Ouch man, tough break. I hate the litigation culture - wtf happened to accidents??

andy


----------



## Chris15 (Feb 8, 2007)

u_dakka said:


> I hate the litigation culture - wtf happened to accidents??



Down here we blame that trend on the States, but I have to agree I wish that it were not so...


----------



## Footer (Feb 8, 2007)

Well, if there was a reason that the fall occurred (no railings, slippery surface, etc...) then the suit is valid, if not then its not. Anytime any injury occurs that cost alot to repair, pain and suffering... etc the insurance company of the injured almost always pushes for a lawsuit. Better make sure your building was up to code, and if it wasn't, then the facility is liable. This is also why liability insurance is carried.


----------



## Misha (Feb 8, 2007)

the building is up to code...its a college theatre...the lady just slipped


----------



## Footer (Feb 8, 2007)

Misha said:


> the building is up to code...its a college theatre...the lady just slipped



Wouldn't worry about it then, it'll settle out of court, if it goes at all.


----------



## Too_Tall (Feb 8, 2007)

i hope our opening of Urinetown on the 22nd goes better.


----------



## Misha (Feb 9, 2007)

it most likely will...we just have stupid old people who fall down stairs!


----------



## Footer (Feb 9, 2007)

Misha said:


> it most likely will...we just have stupid old people who fall down stairs!



Don't forget, one of the reasons that most regional theatre are around is old people. Can't tell you how many shows I have done where the theatre is filled with red hats, or full of old people that just got off a tour bus. Old people buy and keep buying subscriptions, and if they really like the theatre there is always the possibility of an estate....


----------



## Van (Feb 9, 2007)

Footer4321 said:


> Don't forget, one of the reasons that most regional theatre are around is old people. Can't tell you how many shows I have done where the theatre is filled with red hats, or full of old people that just got off a tour bus. Old people buy and keep buying subscriptions, and if they really like the theatre there is always the possibility of an estate....


 
Sunday matinee', There's nothing like looing out of the booth window and seeing a "sea of blue". Sometimes it's a "sea of grey".


----------



## Footer (Feb 9, 2007)

Van said:


> Sunday matinee', There's nothing like looing out of the booth window and seeing a "sea of blue". Sometimes it's a "sea of grey".

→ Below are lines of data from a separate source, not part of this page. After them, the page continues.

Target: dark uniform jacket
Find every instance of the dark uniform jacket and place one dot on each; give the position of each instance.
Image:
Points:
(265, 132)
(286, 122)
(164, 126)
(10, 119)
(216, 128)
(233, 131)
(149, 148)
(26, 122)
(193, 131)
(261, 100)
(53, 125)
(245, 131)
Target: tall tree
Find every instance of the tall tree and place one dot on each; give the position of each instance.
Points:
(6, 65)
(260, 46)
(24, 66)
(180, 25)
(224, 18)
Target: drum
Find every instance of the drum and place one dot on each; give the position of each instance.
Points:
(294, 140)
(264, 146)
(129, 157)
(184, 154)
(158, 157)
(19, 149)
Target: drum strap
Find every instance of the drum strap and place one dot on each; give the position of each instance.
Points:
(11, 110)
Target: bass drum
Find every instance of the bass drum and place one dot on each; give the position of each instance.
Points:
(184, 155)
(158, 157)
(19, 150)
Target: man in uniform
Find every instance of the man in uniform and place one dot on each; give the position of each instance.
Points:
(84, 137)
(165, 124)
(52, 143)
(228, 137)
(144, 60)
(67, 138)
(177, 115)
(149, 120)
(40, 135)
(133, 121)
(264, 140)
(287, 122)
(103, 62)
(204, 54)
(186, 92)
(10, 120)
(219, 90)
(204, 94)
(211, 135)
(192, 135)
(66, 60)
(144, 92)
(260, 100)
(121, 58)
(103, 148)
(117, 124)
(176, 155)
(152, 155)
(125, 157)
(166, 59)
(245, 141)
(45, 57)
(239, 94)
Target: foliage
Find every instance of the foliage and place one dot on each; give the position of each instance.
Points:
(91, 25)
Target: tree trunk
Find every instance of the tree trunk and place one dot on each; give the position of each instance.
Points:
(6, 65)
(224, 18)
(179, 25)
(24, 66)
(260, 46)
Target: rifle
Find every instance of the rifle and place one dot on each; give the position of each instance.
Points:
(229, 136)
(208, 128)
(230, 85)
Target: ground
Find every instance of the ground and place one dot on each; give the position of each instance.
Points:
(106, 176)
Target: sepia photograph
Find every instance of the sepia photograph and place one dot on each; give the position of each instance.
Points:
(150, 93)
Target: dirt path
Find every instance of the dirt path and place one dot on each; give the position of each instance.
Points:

Don't forget that smell, and the 900 miles lines at intermission.


----------



## punktech (Feb 10, 2007)

never in my life have i seen a person under 50 in the audience of a sunday matinee...this is includes when i was acting when i was a kid, so this covers quite a span of years...


----------



## Van (Feb 10, 2007)

Footer4321 said:


> Don't forget that smell, and the 900 miles lines at intermission.


And the running out of assisted listening devices in the box office


----------



## Misha (Feb 11, 2007)

thats surpising...we got so many younger people...about 3/4 of the audience...

and our sunday mat. was full of youngins....mostly family and friends...hardly any older people


----------



## Van (Feb 11, 2007)

Misha said:


> thats surpising...we got so many younger people...about 3/4 of the audience...
> 
> and our sunday mat. was full of youngins....mostly family and friends...hardly any older people


 
Is this at school ? If so that's why. In Pro theatre, and community theatre, your sunday matinee's are invariably over 65 on average. Sometimes it seems they're over 90 on average.


----------



## Misha (Feb 12, 2007)

community theatre renting out a college theatre


----------



## icewolf08 (Feb 14, 2007)

It seems like the average Sunday Matinee age is deceased.


----------



## drawstuf99 (Feb 21, 2007)

Hahaha...funny icewolf.

At our community theatre we've had to hold house a little bit on matinees to let all the old people sit down--literally.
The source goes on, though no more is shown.